Critique de Jardins de pierre

   4 - Très bien
Loin d'être le plus célèbre des films de Francis Ford Coppola, « Jardins de pierre » est pourtant une belle découverte, aussi sensible que mélancolique. Sur la question très sensible de la guerre du Viêt Nam, l'auteur d' « Apocalypse Now » propose un regard original, subtil en ne montrant justement aucune image du conflit (juste quelques secondes d'archives), préférant situer l'action dans une unité le vivant de très loin, se contentant la plupart du temps de quelques cérémonies officielles et globalement « inactive ». À travers les différentes scènes et situations d'un scénario habilement construit, montrant bien la rupture profonde entre pros et anti-guerre, Coppola nous parle de l'Amérique, sans colère ni violence, juste triste et un peu désabusé face à un conflit n'ayant presque plus aucun sens. Surtout, le regard sur l'armée s'avère bien plus profond que d'habitude, à l'image de militaires un minimum complexes et vraiment attachants, excellemment interprétés notamment par James Earl Jones et surtout James Caan, dont la relation avec Anjelica Huston en dit long sur la situation vécue par tous les américains touchés de près ou de loin par cette guerre. Bref, voilà un bien beau film sur un sujet délicat qui, à défaut d'avoir l'éclat des chefs-d'œuvre de maître Coppola, n'en est pas moins à (re)découvrir.
Ça

Critique de Ça

   3 - Pas mal
Aussi culte soit-il, je n'ai ni lu le roman de Stephen King, ni vu le téléfilm de 1990 dont il est adapté. Je ne connaissais donc que vaguement l'intrigue et le traumatisme que l'antagoniste principal avait su provoquer chez de nombreuses personnes. Et au final, je suis mitigé. D'un côté, l'atmosphère de la ville est bien rendue, la réalisation soignée et n'abusant pas d'effets horrifiques standards pour créer l'angoisse (ou très peu), notre attachement pour les héros (excellemment interprétés, notamment par la très belle Sophie Lillis) étant réelle d'emblée, certaines scènes, notamment celles Spoiler : de l'égout ou de l'évier, faisant sans difficulté leur effet. Dommage qu'il y ait alors autant de choses qui n'aillent pas dans le scénario, au point d'en être parfois criant.
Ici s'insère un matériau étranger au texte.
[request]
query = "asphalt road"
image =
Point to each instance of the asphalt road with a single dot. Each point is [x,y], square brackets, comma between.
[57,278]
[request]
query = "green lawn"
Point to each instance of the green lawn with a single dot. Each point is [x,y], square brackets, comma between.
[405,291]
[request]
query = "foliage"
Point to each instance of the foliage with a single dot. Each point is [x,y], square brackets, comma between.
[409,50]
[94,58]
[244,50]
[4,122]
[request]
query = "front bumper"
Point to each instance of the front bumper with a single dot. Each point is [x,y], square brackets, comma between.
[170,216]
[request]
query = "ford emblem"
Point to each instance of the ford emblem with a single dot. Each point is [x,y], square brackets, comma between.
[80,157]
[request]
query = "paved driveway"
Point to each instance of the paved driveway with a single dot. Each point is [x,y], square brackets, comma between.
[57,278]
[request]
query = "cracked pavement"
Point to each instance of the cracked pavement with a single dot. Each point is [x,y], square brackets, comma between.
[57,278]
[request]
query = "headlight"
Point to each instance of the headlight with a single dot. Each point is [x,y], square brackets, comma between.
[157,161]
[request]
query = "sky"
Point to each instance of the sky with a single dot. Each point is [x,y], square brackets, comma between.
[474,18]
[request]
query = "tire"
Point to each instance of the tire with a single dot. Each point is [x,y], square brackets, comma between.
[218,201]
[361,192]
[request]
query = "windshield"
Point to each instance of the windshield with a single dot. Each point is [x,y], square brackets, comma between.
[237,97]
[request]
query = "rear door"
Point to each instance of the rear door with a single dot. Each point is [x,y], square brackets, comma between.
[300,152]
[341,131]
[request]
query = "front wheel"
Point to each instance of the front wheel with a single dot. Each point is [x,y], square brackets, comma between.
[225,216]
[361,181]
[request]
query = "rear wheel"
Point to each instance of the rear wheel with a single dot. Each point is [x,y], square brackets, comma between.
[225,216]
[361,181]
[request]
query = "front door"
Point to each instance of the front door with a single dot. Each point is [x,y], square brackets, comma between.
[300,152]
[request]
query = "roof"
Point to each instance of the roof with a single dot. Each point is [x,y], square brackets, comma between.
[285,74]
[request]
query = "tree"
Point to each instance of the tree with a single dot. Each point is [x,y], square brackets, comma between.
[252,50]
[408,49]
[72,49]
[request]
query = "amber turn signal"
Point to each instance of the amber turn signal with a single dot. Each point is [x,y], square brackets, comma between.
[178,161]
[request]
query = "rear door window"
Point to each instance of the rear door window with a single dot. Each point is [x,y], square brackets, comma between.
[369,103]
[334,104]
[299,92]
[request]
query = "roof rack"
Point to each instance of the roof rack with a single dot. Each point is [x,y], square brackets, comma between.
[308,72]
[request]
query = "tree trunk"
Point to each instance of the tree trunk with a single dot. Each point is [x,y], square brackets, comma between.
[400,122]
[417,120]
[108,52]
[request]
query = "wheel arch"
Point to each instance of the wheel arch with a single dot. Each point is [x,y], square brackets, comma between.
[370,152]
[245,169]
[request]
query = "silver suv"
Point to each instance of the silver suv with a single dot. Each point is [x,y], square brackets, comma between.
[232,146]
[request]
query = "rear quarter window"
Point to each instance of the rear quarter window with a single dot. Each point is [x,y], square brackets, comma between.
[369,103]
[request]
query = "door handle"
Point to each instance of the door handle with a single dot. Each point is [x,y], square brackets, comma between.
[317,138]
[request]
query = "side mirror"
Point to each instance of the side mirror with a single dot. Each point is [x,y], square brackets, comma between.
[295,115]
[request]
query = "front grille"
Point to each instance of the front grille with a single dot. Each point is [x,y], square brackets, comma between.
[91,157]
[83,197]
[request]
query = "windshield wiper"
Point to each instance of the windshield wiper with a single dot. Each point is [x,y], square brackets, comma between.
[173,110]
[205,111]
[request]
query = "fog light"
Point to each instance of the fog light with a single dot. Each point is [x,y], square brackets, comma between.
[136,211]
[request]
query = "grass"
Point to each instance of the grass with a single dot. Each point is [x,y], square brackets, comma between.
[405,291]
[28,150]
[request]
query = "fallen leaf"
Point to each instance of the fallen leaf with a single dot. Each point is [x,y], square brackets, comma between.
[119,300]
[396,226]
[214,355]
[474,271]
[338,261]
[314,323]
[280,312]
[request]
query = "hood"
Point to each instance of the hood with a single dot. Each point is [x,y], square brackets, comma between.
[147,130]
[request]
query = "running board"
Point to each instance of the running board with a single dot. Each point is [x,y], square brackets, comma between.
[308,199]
Que l'œuvre souhaite se focaliser sur le point de vue des adolescents, OK. Mais de là à prendre aussi peu en compte ce qui les entoure au point de faire perdre au récit beaucoup de crédibilité ! Des dizaines d'enfants disparaissent, et pourtant la police a l'air de s'en cogner comme ça n'est pas permis. Les adultes sont presque tous représentés comme des dégénérés : un, deux, passe encore, mais tous !! Motivations du clown ? On les ignore presque totalement. De plus, Spoiler : si ce dernier a le pouvoir de pénétrer dans l'esprit des enfants, pourquoi ne le fait-il pas directement pour tous ?? J'ai bien compris cette (belle) idée que ceux-ci doivent avoir peur pour devenir vulnérables, mais elle n'explique pas tout. Enfin, si la première apparition de Pennywise est ambigu à souhait, il devient vite un personnage d'épouvante assez lambda, certes efficace mais un peu vide. Néanmoins, « Ça » fait le job. C'est une œuvre typiquement « kingienne », avec ses obsessions, ses inquiétudes, celle d'un auteur évoquant de manière experte cette période de la vie tout comme les mécanismes de la peur, qui, à défaut d'être présentés de façon réellement subtile (l'entreprise reste souvent ciblée ado), fonctionnent à plusieurs reprises Spoiler : (le clown et ses ballons, le lieu de réclusion de Beverly). Bref, nettement trop de faiblesses pour faire de l'œuvre un incontournable de l'année, mais grâce au « Club des Ratés » ainsi qu'à une ambiance bien retranscrite, ça peut valoir le coup d'œil.